Thread: pg_stat_archiver issue with aborted archiver

pg_stat_archiver issue with aborted archiver

From
Julien Rouhaud
Date:
Hello,

I just noticed that if the archiver aborts (for instance if the
archive_command exited with a return code > 127), pg_stat_archiver won't
report those failed attempts. This happens with both 9.4 and 9.5 branches.

Please find attached a patch that fix this issue, based on current head.

Regards.
--
Julien Rouhaud
http://dalibo.com - http://dalibo.org


Attachment

Re: pg_stat_archiver issue with aborted archiver

From
Michael Paquier
Date:
On Sun, Jun 7, 2015 at 1:11 AM, Julien Rouhaud
<julien.rouhaud@dalibo.com> wrote:
> I just noticed that if the archiver aborts (for instance if the
> archive_command exited with a return code > 127), pg_stat_archiver won't
> report those failed attempts. This happens with both 9.4 and 9.5 branches.
>
> Please find attached a patch that fix this issue, based on current head.

The current code seems right to me. When the archive command dies
because of a signal (exit code > 128), the server should fail
immediately with FATAL and should not do any extra processing.
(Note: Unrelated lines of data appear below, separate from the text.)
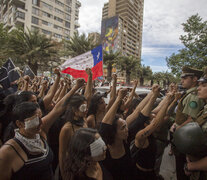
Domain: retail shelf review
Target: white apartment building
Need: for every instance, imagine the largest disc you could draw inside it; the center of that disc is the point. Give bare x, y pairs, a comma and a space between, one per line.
56, 18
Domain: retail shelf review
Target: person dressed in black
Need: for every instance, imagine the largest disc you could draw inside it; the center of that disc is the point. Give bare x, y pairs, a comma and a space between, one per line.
144, 149
85, 150
118, 137
27, 155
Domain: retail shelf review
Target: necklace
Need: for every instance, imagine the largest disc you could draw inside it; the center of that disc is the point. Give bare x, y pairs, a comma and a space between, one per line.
33, 145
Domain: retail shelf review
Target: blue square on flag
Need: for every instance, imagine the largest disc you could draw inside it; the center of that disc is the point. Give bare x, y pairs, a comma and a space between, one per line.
97, 54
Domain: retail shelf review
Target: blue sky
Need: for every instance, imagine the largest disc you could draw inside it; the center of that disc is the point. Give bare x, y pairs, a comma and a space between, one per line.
161, 28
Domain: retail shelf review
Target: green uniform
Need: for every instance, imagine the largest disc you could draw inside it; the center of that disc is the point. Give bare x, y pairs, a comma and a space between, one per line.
189, 105
202, 119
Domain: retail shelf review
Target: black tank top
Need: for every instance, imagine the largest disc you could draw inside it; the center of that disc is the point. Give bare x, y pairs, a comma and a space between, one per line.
145, 157
37, 167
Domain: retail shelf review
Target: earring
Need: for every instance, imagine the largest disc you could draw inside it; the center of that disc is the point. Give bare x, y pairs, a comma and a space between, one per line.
88, 164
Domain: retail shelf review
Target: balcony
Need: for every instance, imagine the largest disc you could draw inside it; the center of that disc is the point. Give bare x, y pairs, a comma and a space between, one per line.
78, 4
77, 25
18, 3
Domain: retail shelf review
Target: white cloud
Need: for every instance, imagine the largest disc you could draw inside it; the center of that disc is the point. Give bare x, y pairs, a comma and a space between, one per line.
163, 19
161, 29
159, 68
90, 15
158, 51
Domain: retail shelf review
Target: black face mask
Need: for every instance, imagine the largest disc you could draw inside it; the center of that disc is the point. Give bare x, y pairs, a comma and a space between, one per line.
78, 122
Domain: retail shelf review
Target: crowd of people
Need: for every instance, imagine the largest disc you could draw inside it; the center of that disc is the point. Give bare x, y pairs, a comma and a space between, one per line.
65, 130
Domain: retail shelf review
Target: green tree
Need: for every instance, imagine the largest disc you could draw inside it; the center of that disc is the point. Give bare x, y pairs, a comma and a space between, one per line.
3, 44
109, 60
32, 48
194, 52
78, 45
144, 72
128, 64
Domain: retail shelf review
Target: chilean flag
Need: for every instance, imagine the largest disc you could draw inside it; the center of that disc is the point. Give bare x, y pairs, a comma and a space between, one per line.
92, 59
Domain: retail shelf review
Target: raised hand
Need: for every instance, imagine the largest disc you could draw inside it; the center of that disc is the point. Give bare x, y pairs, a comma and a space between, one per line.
122, 93
80, 82
57, 71
156, 89
88, 71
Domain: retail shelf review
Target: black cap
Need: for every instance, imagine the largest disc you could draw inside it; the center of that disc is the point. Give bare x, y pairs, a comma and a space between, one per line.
204, 78
188, 71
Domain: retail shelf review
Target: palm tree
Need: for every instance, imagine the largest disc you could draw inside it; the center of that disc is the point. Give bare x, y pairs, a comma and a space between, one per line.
77, 45
109, 59
32, 48
3, 44
128, 64
144, 72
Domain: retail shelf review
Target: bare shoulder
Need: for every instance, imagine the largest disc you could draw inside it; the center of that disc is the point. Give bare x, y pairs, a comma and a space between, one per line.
90, 118
7, 152
66, 130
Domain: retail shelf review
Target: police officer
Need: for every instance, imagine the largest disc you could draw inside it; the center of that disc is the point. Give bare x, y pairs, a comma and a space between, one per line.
188, 108
196, 146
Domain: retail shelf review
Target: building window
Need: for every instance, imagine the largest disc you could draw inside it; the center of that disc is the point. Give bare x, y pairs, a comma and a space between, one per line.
47, 23
68, 2
35, 20
59, 11
67, 24
58, 36
46, 14
67, 31
46, 32
20, 15
58, 19
47, 6
59, 3
33, 28
36, 2
67, 38
68, 9
67, 16
35, 11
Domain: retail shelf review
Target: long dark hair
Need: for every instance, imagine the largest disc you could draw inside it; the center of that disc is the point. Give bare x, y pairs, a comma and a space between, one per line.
24, 96
25, 110
109, 138
73, 103
75, 163
95, 100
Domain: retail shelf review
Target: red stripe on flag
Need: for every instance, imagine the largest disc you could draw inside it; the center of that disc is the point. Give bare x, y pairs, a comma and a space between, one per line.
97, 71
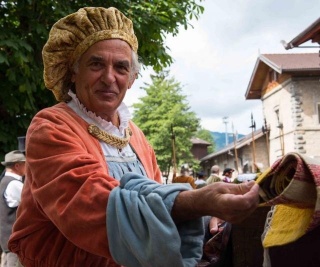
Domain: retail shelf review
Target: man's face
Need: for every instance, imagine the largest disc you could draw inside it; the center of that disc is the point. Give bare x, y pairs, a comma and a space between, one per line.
103, 76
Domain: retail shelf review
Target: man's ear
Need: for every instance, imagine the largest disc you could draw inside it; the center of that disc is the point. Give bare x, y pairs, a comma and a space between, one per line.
134, 77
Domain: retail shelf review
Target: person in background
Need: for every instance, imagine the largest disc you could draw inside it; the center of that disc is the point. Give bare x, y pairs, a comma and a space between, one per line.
227, 175
201, 180
184, 177
93, 194
214, 176
10, 190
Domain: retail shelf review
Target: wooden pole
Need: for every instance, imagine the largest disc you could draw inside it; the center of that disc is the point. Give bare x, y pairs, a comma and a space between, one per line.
235, 149
253, 127
266, 131
174, 164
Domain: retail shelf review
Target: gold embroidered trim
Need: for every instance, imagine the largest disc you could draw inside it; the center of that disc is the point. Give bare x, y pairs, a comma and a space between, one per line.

It will
also try to archive again the same segment file after restart. When
trying again, if this time the failure is not caused by a signal but
still fails it will be reported to pg_stat_archiver.
-- 
Michael



Re: pg_stat_archiver issue with aborted archiver

From
Julien Rouhaud
Date:
Le 08/06/2015 05:56, Michael Paquier a écrit :
> On Sun, Jun 7, 2015 at 1:11 AM, Julien Rouhaud 
> <julien.rouhaud@dalibo.com> wrote:
>> I just noticed that if the archiver aborts (for instance if the 
>> archive_command exited with a return code > 127),
>> pg_stat_archiver won't report those failed attempts. This happens
>> with both 9.4 and 9.5 branches.
>> 
>> Please find attached a patch that fix this issue, based on
>> current head.
> 
> The current code seems right to me. When the archive command dies 
> because of a signal (exit code > 128), the server should fail 
> immediately with FATAL and should not do any extra processing.

Ok. It may be worth to document it though.

> It will also try to archive again the same segment file after
> restart. When trying again, if this time the failure is not caused
> by a signal but still fails it will be reported to
> pg_stat_archiver.
> 

Yes, my comment was only about the failure not reported in some
special cases.

Thank for your response.
-- 
Julien Rouhaud
http://dalibo.com - http://dalibo.org



Re: pg_stat_archiver issue with aborted archiver

From
Fujii Masao
Date:
On Mon, Jun 8, 2015 at 5:17 PM, Julien Rouhaud
<julien.rouhaud@dalibo.com> wrote:
> Le 08/06/2015 05:56, Michael Paquier a écrit :
>> On Sun, Jun 7, 2015 at 1:11 AM, Julien Rouhaud
>> <julien.rouhaud@dalibo.com> wrote:
>>> I just noticed that if the archiver aborts (for instance if the
>>> archive_command exited with a return code > 127),
>>> pg_stat_archiver won't report those failed attempts. This happens
>>> with both 9.4 and 9.5 branches.
>>>
>>> Please find attached a patch that fix this issue, based on
>>> current head.
>>
>> The current code seems right to me. When the archive command dies
>> because of a signal (exit code > 128), the server should fail
>> immediately with FATAL and should not do any extra processing.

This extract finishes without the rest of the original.